Published: July 16, 2015
Since Apple released the iPhone, and perhaps before, mobile browsers have supported making phone numbers into tappable links. When a user taps on the phone number on a webpage, it will invoke the phone calling app, pre-populated with the phone number. The interesting thing about this behavior is it’s very inconsistent between mobile browsers from version to version.
I started investigating this after my bi-weekly meeting with our CEO, David Sauter. We were talking about updating some of our sites so that phone numbers would be actionable on mobile browsers. Before I began making this change, I wanted to see what the support was for various mobile browsers, specifically for different phone number formats.
I ran a test with the following phone number formats on 12 different mobile browsers using our testing lab at Envano. Below are the following phone number formats I tested out.
- (1920) 278-7711
- (920) 278-7711
It’s always been a pet-peeve of mine when sites use inconsistent phone number formats. There’s nothing inherently wrong with it, but it just looks sloppy to me. Dashes, dots, or none at all? Some will place the area code in parenthesis, some won’t. All of these different combinations make it harder for mobile browsers to parse out and to auto-detect numbers. Then there are international numbers, but I’ll skip that for this blog post.
The following phone number formats are more commonly supported by the mobile browsers I tested. However, none of the number formats were compatible with Firefox, Android 5-8.0, iPhone iOS 12.1 Chrome, Chrome, Galaxy Tab S4 Samsung and Nexus 9 tablet.
- (1920) 278-7711
- (920) 278-7711
However, this number format didn’t reach 100 percent support across browsers. Based on that, I would avoid using it and use one of the previous formats I listed above.
- 1.920.278.7711 – iPhone iOS 7 Safari, iPhone iOS 12.1 Safari, iPad Pro iOS 12.9 Safari and iPad 6th iOS 11 Safari did not support it.
Below are screenshots of my data showing how some browsers detect numbers while others don’t.
Styling Auto-Detected Phone Numbers with CSS
The other thing I tested was whether or not I can style the auto-detected phone numbers with CSS. The results varied greatly for this as well.
Below are screenshots of my data showing how some browsers style these as links while others do not. Others don’t allow them to be re-styled.
Can I use an anchor link wrapped around the phone number?
Yes! Of course, you could use the tel: protocol and manually make phone number links. The issue with doing it that way is that desktop users are going to see stylized anchors for phone numbers and this may cause confusion with them.

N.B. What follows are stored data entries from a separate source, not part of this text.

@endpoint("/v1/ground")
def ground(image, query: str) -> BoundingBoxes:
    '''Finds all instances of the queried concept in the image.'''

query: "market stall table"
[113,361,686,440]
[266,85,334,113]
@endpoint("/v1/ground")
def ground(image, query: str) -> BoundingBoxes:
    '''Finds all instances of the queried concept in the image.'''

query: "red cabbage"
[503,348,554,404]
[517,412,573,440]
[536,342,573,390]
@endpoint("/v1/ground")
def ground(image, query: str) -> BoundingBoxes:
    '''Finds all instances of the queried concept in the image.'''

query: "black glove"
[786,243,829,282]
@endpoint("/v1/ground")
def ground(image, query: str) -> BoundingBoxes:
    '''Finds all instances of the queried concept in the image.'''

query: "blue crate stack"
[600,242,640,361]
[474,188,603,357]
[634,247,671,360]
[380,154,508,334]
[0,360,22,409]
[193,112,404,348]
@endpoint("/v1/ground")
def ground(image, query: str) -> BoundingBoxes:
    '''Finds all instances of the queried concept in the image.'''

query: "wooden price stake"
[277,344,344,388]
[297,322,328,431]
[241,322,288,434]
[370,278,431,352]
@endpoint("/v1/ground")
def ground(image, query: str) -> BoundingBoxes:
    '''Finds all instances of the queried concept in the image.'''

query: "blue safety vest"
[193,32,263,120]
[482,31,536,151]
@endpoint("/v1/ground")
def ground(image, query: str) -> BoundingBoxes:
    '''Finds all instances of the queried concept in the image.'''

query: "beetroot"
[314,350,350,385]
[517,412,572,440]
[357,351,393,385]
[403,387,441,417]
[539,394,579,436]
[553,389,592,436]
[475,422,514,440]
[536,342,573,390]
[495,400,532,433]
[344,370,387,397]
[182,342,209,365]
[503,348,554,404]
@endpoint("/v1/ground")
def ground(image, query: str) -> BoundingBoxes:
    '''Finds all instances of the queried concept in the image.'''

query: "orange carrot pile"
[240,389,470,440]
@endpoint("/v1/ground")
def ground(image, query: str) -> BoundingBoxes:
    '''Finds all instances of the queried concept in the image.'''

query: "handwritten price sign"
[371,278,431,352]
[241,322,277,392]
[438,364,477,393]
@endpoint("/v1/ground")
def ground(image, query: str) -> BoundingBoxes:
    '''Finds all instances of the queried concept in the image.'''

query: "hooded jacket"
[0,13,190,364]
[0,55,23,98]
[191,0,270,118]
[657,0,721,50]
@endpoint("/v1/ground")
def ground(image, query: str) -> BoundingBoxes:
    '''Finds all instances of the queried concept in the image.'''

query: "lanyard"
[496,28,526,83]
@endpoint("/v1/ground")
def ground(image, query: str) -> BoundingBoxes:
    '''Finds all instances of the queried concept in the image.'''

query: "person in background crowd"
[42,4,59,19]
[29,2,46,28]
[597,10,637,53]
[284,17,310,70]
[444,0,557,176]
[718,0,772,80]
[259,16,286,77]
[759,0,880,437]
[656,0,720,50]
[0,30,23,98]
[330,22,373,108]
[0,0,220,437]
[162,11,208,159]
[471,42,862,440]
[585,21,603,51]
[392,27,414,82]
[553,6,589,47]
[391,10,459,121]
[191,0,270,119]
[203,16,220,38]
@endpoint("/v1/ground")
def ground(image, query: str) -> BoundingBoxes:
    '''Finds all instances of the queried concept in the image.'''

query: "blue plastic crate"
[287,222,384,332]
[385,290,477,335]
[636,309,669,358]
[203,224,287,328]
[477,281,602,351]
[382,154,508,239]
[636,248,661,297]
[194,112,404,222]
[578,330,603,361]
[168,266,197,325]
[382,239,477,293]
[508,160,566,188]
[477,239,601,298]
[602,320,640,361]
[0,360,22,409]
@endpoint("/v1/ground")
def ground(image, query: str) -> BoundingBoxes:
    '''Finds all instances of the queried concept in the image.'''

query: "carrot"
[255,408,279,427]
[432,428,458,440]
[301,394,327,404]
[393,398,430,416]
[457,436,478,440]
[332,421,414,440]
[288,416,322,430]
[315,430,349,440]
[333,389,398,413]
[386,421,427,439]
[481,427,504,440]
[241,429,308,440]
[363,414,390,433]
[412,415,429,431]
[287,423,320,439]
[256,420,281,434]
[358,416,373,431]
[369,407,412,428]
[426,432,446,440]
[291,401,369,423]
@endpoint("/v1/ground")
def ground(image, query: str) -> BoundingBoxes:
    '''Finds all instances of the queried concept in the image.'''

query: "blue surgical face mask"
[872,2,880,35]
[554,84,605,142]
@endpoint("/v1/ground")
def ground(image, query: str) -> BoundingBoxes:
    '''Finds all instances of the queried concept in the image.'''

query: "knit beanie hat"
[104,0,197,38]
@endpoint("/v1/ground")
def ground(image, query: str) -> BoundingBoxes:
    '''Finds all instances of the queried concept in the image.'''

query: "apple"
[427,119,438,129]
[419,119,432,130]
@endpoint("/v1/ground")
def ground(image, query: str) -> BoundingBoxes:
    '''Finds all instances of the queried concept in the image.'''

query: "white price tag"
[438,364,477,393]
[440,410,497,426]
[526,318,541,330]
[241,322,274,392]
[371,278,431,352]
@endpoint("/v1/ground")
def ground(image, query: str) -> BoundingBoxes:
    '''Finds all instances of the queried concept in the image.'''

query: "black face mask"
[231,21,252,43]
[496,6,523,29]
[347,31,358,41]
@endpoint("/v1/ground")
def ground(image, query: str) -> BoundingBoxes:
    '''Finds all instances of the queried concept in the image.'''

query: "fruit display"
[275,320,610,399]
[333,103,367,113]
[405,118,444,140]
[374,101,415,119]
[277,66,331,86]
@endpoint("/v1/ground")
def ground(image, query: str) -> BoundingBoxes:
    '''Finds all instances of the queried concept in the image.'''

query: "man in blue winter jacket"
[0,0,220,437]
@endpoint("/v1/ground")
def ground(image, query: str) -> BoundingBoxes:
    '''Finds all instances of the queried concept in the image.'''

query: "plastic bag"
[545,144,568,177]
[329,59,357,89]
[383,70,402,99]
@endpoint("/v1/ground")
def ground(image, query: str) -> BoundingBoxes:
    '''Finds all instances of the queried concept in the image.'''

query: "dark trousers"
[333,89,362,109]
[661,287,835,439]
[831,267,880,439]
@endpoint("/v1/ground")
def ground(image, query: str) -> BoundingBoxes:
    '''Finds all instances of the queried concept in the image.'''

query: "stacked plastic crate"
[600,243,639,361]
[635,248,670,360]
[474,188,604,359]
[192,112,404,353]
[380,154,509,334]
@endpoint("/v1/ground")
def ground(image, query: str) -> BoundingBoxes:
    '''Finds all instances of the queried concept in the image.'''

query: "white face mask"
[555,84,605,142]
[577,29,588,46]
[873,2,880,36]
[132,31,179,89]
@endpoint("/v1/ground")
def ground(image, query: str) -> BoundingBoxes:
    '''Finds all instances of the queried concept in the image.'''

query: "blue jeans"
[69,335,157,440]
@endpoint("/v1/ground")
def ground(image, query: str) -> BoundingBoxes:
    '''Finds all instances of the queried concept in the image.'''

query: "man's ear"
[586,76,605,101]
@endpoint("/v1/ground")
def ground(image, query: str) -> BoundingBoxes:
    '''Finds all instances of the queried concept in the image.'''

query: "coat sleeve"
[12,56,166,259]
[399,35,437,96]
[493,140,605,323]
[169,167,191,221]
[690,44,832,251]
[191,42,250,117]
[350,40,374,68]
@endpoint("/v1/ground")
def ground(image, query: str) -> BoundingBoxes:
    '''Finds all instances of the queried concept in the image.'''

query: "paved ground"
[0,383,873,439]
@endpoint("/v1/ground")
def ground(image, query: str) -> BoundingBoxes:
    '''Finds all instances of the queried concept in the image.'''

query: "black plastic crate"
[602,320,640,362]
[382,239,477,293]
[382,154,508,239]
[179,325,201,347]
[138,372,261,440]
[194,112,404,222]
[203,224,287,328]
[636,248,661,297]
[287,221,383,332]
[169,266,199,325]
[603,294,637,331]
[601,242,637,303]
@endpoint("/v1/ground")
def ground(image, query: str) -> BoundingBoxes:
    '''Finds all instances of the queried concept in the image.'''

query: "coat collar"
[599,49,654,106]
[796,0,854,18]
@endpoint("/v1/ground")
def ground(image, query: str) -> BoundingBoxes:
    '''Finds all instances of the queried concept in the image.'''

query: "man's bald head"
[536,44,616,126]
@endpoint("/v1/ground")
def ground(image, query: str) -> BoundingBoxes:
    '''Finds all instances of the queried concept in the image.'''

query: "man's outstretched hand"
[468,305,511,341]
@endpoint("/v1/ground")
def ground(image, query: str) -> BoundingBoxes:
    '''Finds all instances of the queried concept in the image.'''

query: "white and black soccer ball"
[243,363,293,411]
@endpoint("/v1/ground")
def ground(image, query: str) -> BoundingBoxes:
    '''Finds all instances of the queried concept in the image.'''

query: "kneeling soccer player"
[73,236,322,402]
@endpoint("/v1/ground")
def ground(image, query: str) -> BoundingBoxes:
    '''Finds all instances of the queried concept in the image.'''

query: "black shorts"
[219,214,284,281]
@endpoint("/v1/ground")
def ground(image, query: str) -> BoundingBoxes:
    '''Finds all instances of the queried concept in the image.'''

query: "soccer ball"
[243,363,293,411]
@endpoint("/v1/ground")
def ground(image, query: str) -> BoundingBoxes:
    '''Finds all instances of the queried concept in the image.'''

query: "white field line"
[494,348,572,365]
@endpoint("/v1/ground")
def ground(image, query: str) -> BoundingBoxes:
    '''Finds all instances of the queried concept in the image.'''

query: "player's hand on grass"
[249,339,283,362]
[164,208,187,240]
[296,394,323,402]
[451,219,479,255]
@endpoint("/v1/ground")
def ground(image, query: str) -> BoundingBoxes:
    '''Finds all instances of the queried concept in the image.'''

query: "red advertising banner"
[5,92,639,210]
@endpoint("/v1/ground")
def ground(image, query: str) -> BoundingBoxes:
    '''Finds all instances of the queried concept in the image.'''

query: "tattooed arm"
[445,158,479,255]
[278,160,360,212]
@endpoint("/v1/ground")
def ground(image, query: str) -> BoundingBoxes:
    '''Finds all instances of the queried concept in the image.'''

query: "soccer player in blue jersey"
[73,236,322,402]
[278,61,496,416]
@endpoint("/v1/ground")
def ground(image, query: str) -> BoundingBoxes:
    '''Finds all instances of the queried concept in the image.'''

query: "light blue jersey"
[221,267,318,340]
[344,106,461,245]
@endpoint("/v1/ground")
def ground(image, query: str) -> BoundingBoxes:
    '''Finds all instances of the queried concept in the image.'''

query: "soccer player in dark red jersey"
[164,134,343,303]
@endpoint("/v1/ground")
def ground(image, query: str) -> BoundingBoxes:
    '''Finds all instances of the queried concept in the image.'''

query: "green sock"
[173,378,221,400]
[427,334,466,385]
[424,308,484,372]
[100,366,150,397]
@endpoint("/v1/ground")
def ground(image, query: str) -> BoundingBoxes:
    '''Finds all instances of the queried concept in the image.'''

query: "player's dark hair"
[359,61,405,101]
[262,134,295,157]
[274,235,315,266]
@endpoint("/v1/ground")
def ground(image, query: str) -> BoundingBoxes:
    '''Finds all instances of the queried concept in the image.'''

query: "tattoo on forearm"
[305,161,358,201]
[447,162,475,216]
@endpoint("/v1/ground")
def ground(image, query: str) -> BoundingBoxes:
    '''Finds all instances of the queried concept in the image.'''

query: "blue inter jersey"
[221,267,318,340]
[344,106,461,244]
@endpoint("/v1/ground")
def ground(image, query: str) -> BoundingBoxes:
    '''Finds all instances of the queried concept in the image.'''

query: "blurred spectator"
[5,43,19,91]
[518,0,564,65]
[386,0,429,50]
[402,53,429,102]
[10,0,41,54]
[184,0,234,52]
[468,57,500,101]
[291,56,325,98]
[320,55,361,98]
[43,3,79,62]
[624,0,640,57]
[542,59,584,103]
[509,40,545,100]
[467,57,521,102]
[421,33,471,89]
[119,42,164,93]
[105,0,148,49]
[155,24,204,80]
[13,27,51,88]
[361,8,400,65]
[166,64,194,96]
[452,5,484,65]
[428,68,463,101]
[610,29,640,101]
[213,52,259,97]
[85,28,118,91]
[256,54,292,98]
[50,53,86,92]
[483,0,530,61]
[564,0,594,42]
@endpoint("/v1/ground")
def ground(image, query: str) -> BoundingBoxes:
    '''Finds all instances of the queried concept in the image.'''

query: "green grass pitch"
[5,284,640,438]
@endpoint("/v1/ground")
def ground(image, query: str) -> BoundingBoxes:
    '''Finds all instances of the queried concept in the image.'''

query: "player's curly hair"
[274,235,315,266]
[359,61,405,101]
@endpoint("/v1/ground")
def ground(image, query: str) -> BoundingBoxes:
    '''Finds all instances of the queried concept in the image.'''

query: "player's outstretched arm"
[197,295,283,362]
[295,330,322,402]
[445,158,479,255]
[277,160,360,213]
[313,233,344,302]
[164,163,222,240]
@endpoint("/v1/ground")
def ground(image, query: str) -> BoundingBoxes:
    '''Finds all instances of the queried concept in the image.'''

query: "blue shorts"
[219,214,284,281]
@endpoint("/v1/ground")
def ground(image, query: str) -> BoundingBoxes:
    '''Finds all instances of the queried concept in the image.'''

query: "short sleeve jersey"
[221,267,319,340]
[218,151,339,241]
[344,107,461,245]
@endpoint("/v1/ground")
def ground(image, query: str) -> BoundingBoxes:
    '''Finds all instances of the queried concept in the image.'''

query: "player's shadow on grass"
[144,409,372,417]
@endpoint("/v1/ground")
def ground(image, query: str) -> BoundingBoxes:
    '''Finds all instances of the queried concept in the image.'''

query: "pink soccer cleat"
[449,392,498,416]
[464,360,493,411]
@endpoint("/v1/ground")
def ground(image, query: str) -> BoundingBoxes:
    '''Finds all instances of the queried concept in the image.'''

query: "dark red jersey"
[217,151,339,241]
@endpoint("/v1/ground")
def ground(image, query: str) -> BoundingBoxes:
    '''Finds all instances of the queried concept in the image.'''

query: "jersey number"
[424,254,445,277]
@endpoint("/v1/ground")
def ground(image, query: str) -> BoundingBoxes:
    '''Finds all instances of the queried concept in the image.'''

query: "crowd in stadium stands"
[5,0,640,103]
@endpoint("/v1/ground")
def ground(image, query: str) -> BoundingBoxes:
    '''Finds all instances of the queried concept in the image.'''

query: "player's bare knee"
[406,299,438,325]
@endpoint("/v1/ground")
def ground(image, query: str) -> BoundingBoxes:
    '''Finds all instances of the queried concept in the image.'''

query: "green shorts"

The next question you’re going to ask is, “Can’t I just disable the links for devices that don’t support phone calls?” I’m glad you asked, because actually you can’t. There is no method to detect whether a device can support phone calls. That simply isn’t exposed to the web browser. Also, how do you define a mobile browser with phone capabilities? Browsers that support touch? Windows 10 laptops support touch but can’t make phone calls. Most tablets are touch devices that can’t make phone calls. Maybe it’s based on the width of the screen, for example, all small screens can make phone calls. iPod touches can’t make phone calls and have small screens.
So your options are to disable auto-detection using a meta tag <meta name = “format-detection” content = “telephone=no”> where everyone loses or you can try to avoid desktop users from clicking on the links in the first place. This might best be achieved by manually using the tel: protocol and then adding styles to undo the automatic appearance of it looking like a link.